5.2 Vast is komen te staan dat er meerdere malen door een notarieel secretaresse en een paralegal van het notariskantoor is gereageerd op de verschillende brieven en e-mailberichten die klagers hebben gestuurd. Zij hebben volgens de notaris in overleg met hem en onder zijn verantwoordelijkheid gereageerd. Er zijn geen feiten of omstandigheden gebleken die daaraan doen twijfelen. Reacties als die van de paralegal en de notarieel secretaresse hebben daarom te gelden als reacties van de notaris. De klacht dat de notaris niet gereageerd heeft, ontbeert dan ook feitelijke grondslag. Van klachtwaardig handelen kan derhalve geen sprake zijn.
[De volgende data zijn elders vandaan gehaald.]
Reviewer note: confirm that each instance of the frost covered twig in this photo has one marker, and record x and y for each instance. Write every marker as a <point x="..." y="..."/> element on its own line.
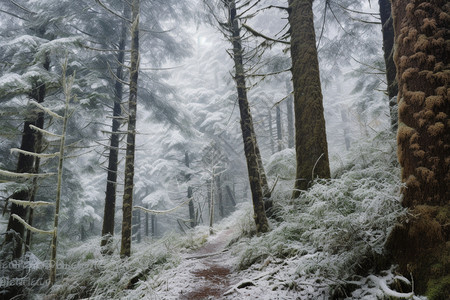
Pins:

5.3  Hetgeen namens klagers overigens ter zitting is aangevoerd leidt evenmin tot gegrondheid van de klacht.

BESLISSING

De Kamer voor het notariaat:

  • verklaart de klacht ongegrond.

Deze beslissing is gegeven door mrs. G.H.M. Smelt voorzitter, J. Snoeijer en M.R.H. Krans, en in tegenwoordigheid van de secretaris, mr. F.S. Pietersma-Smit, in het openbaar uitgesproken op 12 oktober 2022.

Kopie van deze beslissing wordt bij aangetekende brief aan partijen gezonden. Tegen deze beslissing staat hoger beroep open bij het Gerechtshof te Amsterdam, postbus 1312, 1000 BH  Amsterdam. Het beroepschrift dient binnen dertig dagen na de dagtekening van genoemde brief door het Hof te zijn ontvangen, waarbij de datum van ontvangst door het Hof bepalend is.